Unterscheidet sich die Pflegesituation in Wien von jener in den anderen Bundesländern?
Der Vergleich ist schwierig, weil das Wiener Sozialwesen in vielen verschiedenen Systemen innerhalb der Stadt eingebettet ist. Vom Wohnbedarf über Therapie bis hin zur persönlichen, und eben auch pflegenden, Betreuung – alles hängt zusammen und wirkt ineinander. Es ist immer eine andere Situation, wenn man im urbanen Raum oder eben auf dem Land pflegt. In Wien leben tausende Menschen in kleinen Wohnungen, die eine 24-Stunden-Betreuung räumlich gar nicht zulassen. Man braucht also die mobile Pflege. Unser System stellt sicher, dass niemand im Krankenhaus bleiben muss, nur weil die Vor-Ort-Betreuung fehlt.

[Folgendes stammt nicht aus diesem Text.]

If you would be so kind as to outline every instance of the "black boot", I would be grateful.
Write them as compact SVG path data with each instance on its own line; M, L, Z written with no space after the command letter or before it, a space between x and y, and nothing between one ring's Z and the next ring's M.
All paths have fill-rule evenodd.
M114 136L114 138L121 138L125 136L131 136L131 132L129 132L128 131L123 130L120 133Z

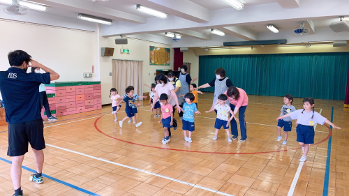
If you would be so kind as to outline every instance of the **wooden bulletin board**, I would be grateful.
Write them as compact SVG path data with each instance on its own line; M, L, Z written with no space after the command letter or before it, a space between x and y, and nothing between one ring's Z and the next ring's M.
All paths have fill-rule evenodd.
M171 49L161 47L149 47L150 65L170 66Z

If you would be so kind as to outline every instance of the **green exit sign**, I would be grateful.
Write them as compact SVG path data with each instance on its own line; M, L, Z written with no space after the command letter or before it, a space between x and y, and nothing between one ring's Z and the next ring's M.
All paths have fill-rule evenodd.
M130 50L128 50L128 49L120 49L120 52L121 53L129 54L130 53Z

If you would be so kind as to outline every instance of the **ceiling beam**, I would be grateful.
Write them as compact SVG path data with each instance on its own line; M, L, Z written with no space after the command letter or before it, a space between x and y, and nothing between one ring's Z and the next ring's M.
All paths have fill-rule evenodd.
M119 11L107 7L101 6L91 3L77 0L34 0L36 2L44 3L52 7L70 10L98 17L105 17L113 20L119 20L132 23L145 23L146 19L142 17Z
M191 30L184 30L177 31L179 34L185 35L188 37L198 38L202 40L211 40L211 36L208 34L204 34L199 32L196 32Z
M299 1L301 0L276 0L281 7L284 9L299 8Z
M257 40L257 33L244 27L225 27L222 29L225 30L223 31L225 31L225 33L240 38L242 39L250 41Z

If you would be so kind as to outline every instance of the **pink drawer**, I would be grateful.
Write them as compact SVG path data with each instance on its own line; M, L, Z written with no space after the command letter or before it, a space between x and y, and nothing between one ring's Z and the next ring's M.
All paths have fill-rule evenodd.
M85 89L76 89L75 93L77 95L84 94L85 93Z
M85 110L85 107L84 106L77 107L76 110L79 111L79 112L84 112Z
M77 104L75 104L75 107L84 107L84 106L85 106L85 103L84 103L84 103L77 103Z
M94 104L102 104L101 98L94 99Z
M76 111L76 107L71 107L71 108L67 108L66 112L73 112L73 111Z
M66 103L66 97L56 97L56 103Z
M94 105L94 100L85 100L85 105Z
M85 105L85 109L90 109L90 108L94 108L94 105Z
M56 107L56 111L57 110L66 110L66 105L62 105L62 106L57 106Z
M75 101L76 101L76 98L67 98L66 103L75 102Z
M94 93L85 94L85 99L94 99Z
M101 104L94 105L94 107L97 110L102 109L102 105Z
M66 99L70 99L70 98L76 98L76 96L75 95L73 95L73 96L66 96Z
M56 103L56 107L60 107L60 106L66 106L66 104L65 103Z
M66 110L56 110L56 116L63 116L64 112L66 112Z
M76 93L75 92L68 92L68 93L66 93L66 96L76 96Z
M66 103L66 108L75 107L75 102L68 102Z
M66 86L66 91L67 93L75 91L75 86Z
M85 100L77 100L76 101L76 104L81 104L81 103L85 104Z
M102 98L102 96L99 95L99 96L94 96L94 99L95 98Z

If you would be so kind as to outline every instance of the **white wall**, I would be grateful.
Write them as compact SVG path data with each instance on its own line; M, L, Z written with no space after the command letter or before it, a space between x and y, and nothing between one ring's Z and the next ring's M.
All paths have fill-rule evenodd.
M101 33L101 29L98 29ZM119 38L119 37L118 37ZM101 56L101 82L102 84L102 104L111 103L109 98L110 89L112 86L112 76L109 76L112 73L112 60L113 59L139 60L143 61L143 84L150 85L154 82L155 73L157 69L173 69L174 51L171 49L170 66L150 66L149 65L149 46L158 46L170 48L171 45L148 41L128 39L127 45L115 45L115 37L104 38L100 36L99 51L101 47L114 47L113 56ZM130 50L130 54L121 54L120 49L126 48ZM101 54L98 54L101 55ZM124 89L117 89L119 94L124 95ZM143 92L149 92L149 89L143 86Z
M59 73L57 82L99 80L99 73L91 78L82 75L96 66L95 33L6 21L0 21L0 27L1 70L10 67L8 53L22 50Z

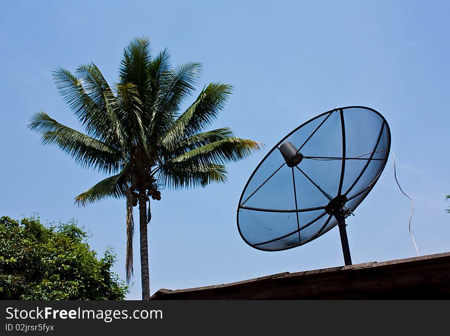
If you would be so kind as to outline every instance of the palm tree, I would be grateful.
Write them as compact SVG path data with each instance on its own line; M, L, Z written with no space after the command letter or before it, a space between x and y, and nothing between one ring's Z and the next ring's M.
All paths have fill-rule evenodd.
M206 130L223 108L231 85L206 85L180 111L195 89L201 69L196 62L172 69L167 50L152 57L149 39L136 38L125 49L114 89L93 63L80 66L75 74L62 68L54 72L57 87L84 133L43 111L35 114L28 125L41 135L43 144L55 145L81 166L108 175L75 197L79 206L109 197L126 200L128 282L133 274L133 207L139 204L143 300L150 298L150 197L160 200L164 187L178 189L225 182L224 164L260 148L259 143L237 138L227 127Z

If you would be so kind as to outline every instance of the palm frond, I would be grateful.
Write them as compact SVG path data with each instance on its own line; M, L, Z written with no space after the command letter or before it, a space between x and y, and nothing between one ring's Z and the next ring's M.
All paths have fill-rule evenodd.
M108 139L111 125L104 106L98 105L83 87L81 81L68 70L58 68L53 72L56 87L64 101L84 127L87 135Z
M128 190L128 177L125 169L119 174L102 180L75 197L75 204L84 207L86 205L107 197L121 198L126 197Z
M173 162L195 162L199 164L223 164L246 158L260 149L259 142L235 137L214 141L184 153L172 159Z
M122 147L126 143L127 138L123 116L120 115L120 110L117 108L117 97L103 75L92 63L80 65L75 72L84 93L103 113L102 116L106 125L102 127L108 130L107 132L103 131L102 135L105 137L104 140L117 144L118 147Z
M197 133L185 139L174 139L167 144L170 146L169 148L163 147L162 155L166 160L168 160L202 146L233 137L234 135L231 129L223 127Z
M148 133L149 142L155 143L173 122L183 101L195 89L202 65L191 62L169 72L162 83L162 95L153 106L154 113Z
M227 182L227 169L222 165L213 163L170 162L162 166L158 180L170 189L205 187L213 182Z
M139 99L137 87L132 83L118 84L117 89L119 108L128 122L126 131L132 142L128 144L127 146L146 146L145 130L142 118L142 102Z
M171 125L163 141L165 145L205 129L223 109L232 90L232 86L220 83L210 83L204 87L195 101Z
M55 145L78 164L110 173L120 167L121 153L100 140L60 124L42 111L35 114L28 127L42 135L43 145Z
M119 70L120 83L132 83L136 85L138 96L143 103L149 100L148 72L151 57L150 39L135 38L125 48ZM141 116L141 119L145 119L144 116Z

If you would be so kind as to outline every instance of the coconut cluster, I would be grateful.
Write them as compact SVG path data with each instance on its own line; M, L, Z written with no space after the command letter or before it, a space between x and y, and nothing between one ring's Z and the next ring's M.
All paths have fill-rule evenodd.
M155 182L154 178L151 177L149 181L147 181L144 184L144 187L146 189L145 193L147 195L146 196L147 198L146 200L147 201L150 199L149 198L149 197L151 197L152 199L155 199L156 200L161 200L161 192L158 190ZM138 205L138 200L139 199L139 194L136 191L133 191L131 193L131 194L133 196L133 206L136 207Z

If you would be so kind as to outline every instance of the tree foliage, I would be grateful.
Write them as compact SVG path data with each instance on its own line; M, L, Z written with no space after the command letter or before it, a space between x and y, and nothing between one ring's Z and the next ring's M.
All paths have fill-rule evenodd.
M38 217L0 218L0 299L123 300L128 287L75 221L46 227Z
M226 164L244 159L261 144L236 137L228 127L208 130L231 94L231 85L210 83L184 110L196 89L201 64L172 68L167 50L152 55L149 39L125 48L119 81L110 86L97 66L74 73L56 70L54 78L84 132L59 123L43 111L28 127L85 168L108 176L75 197L84 206L107 197L126 199L127 280L133 273L133 207L139 204L143 297L149 297L147 224L150 198L164 187L204 187L227 181ZM148 205L147 205L148 203ZM148 211L147 211L148 210Z

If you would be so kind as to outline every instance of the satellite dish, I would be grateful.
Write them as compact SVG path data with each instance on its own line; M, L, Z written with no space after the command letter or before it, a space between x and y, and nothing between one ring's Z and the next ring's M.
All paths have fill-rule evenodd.
M239 201L239 234L253 248L278 251L337 225L345 264L351 264L345 218L379 178L390 147L387 122L369 107L335 108L307 121L252 174Z

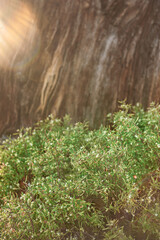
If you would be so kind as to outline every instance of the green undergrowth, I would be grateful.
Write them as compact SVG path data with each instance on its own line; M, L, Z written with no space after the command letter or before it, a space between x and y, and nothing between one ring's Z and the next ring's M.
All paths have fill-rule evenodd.
M0 239L160 239L160 106L107 122L49 116L3 143Z

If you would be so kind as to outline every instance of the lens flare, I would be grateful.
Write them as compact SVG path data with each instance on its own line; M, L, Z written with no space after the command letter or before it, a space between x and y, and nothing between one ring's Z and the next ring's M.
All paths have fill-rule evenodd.
M38 51L36 18L19 0L0 3L0 67L21 69Z

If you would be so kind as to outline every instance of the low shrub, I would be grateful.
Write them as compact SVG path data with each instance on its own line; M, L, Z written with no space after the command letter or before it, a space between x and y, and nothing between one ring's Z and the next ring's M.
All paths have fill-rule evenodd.
M3 143L0 239L160 239L160 106L108 122L49 116Z

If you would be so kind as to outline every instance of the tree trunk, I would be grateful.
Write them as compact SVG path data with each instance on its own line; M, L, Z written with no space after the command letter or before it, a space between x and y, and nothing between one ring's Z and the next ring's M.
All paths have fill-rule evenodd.
M0 2L0 134L160 102L160 1Z

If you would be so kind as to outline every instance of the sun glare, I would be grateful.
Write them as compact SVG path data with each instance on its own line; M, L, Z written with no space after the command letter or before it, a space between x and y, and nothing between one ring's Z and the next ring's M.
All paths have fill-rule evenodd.
M30 7L19 0L0 0L0 66L18 67L31 58L37 35Z

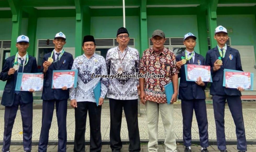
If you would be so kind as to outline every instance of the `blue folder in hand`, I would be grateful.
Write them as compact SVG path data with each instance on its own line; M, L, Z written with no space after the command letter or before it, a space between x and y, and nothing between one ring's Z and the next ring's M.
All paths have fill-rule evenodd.
M165 89L165 93L166 94L166 98L167 99L167 103L171 103L171 99L172 97L173 94L173 85L172 82L171 82L164 86Z
M93 93L97 106L99 106L99 102L100 97L100 82L93 88Z

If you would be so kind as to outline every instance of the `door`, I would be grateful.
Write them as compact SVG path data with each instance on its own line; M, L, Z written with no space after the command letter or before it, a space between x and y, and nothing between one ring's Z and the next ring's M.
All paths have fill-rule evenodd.
M232 47L238 50L240 53L242 68L244 71L249 72L254 74L253 78L253 91L256 91L256 64L255 63L255 53L253 46L232 46ZM252 92L247 92L242 94L247 94L246 93L252 94ZM255 94L254 94L255 95Z
M10 56L11 51L9 49L0 49L0 71L2 71L6 59Z

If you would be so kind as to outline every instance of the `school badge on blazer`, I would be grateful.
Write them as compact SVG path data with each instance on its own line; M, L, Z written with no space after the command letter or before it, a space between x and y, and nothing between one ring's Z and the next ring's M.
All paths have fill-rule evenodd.
M233 55L232 54L229 54L229 58L230 60L232 60L233 59Z

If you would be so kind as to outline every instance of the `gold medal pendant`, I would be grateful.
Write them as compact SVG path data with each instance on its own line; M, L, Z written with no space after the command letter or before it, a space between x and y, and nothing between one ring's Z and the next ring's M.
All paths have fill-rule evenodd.
M119 68L117 69L117 73L121 74L123 73L123 69L122 68Z
M48 60L47 61L49 62L52 63L53 62L53 59L51 57L49 57L48 58Z
M222 64L222 60L220 60L219 59L218 60L218 61L217 61L217 63L218 64Z
M18 69L19 69L19 66L17 65L14 65L13 67L15 69L15 71L18 70Z
M185 64L187 62L187 60L185 59L183 59L181 60L182 61L182 63L183 63L183 64Z

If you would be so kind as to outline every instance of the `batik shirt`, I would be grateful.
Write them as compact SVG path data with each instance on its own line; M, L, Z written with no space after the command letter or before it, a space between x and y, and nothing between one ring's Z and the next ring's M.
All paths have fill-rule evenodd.
M106 62L103 56L94 54L88 59L84 54L76 58L72 69L77 69L78 73L77 87L71 88L70 91L71 100L76 99L77 102L96 102L93 88L100 81L100 97L105 98L108 85L107 78L91 78L93 73L98 75L107 74Z
M120 61L122 59L121 63ZM124 74L136 74L136 72L139 72L139 62L140 56L135 49L127 47L123 53L118 47L110 49L107 52L106 58L108 73L115 75L121 67ZM137 86L139 85L139 79L127 78L109 80L108 98L122 100L138 99Z
M178 74L175 55L167 48L158 55L152 48L144 51L140 64L145 73L163 74L163 78L145 79L146 100L158 103L167 103L164 86L172 81L172 76Z

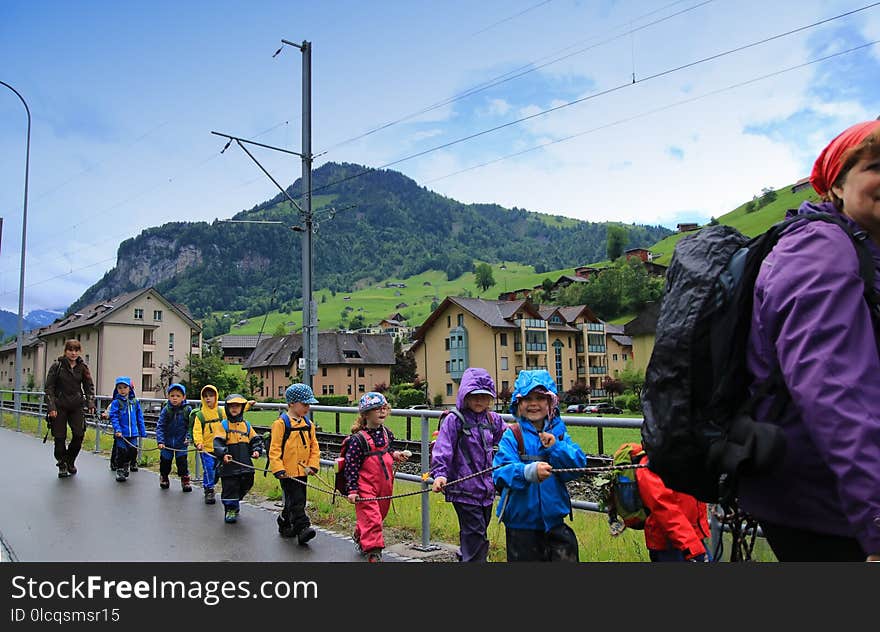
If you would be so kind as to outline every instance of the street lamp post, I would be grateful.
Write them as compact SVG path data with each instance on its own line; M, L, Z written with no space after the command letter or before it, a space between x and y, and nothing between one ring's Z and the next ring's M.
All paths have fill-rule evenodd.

Angesichts der großen körperlichen und psychischen Belastung stellt sich die Frage, ob die Pflege noch ein Beruf fürs ganze Leben ist?
Es ist natürlich stark herausfordernd. Im Krankenhaus ist es stressig, in Pflegewohnhäusern belastend – weil man mit seiner Arbeit sehr oft mit Menschen arbeitet, deren Gesundheitszustand sich nicht mehr verbessern wird. In der mobilen Pflege kommen lange Wege, die Witterung und Sicherheitsthemen hinzu. Unsere Mitarbeiterinnen und Mitarbeiter treffen hierbei auch zunehmend mehr auf prekäre soziale Verhältnisse und psychische Erkrankungen. Wir haben gemeinsam mit unseren Mitgliedsorganisationen in den letzten Jahren viel daran gearbeitet, um die Rahmenbedingungen für die Mitarbeiter*innen zu verbessern. Die Zahlen der aktuellen Personalbedarfsprognose zeigen, dass die Kolleg*innen, zumindest in unserem Bereich der Langzeitpflege, länger im Job bleiben und auch die durchschnittliche Wochenarbeitszeit im Vergleich zur letzten Erhebung gestiegen ist. Eine Lösung könnte sein, dass Pflegekräfte zwischen verschiedenen Pflegesettings rotieren, und dass wir zudem wirkungsvolle betriebliche Gesundheitsmaßnahmen anbieten.
Welche Rolle spielen technologische Innovationen im Pflegebereich?
Das größte Potenzial liegt sicher nicht im viel zitierten Pflegeroboter, sondern vielmehr darin, Pflegekräfte in den Bereichen Organisation und Dokumentation sowie der strukturellen Arbeit zu unterstützen. Wir haben mit unseren Organisationen eine Onboarding-App entwickelt, die Anleitungen bietet und dem bzw. der Einzelnen die Kommunikation mit erfahrenen Fachkräften ermöglicht. Mit der FH Technikum Wien haben wir außerdem ein Tool für die barrierearme Kommunikation in sechs Sprachen entwickelt, das mit Symbolen arbeitet. Und beim Forschungsforum der Österreichischen Fachhochschulen wurden Bewegungsprogramme mit Avataren vorgestellt, die Patientinnen und Patienten zu mehr Bewegung animieren. Wir brauchen auf jeden Fall einen Digitalisierungsfonds, damit diese Entwicklungen nicht auf Kosten des Sozialbudgets gehen müssen. Im internationalen Vergleich sehen wir etwa in den Niederlanden mit dem Buurtzorg-Modell, wie autonome Teams funktionieren können – ein Ansatz, den wir integriert haben, um attraktiv zu bleiben.
Abschließend: Was möchten Sie Menschen mitgeben, die sich für den Pflegebereich interessieren?
Der Sozialbereich, speziell in Pflege und Betreuung, ist unglaublich vielfältig – von der Hospiz-Palliativstation bis zur Betreuung von Menschen mit verschiedenen, komplexen Problemlagen. Es ist eine wertvolle, sinnstiftende Arbeit. Man kann mit einer kurzen Ausbildung einsteigen, sich aber bis zum Hochschulstudium qualifizieren. Die Durchlässigkeit des Systems ermöglicht Karrieren in verschiedensten Bereichen und Richtungen.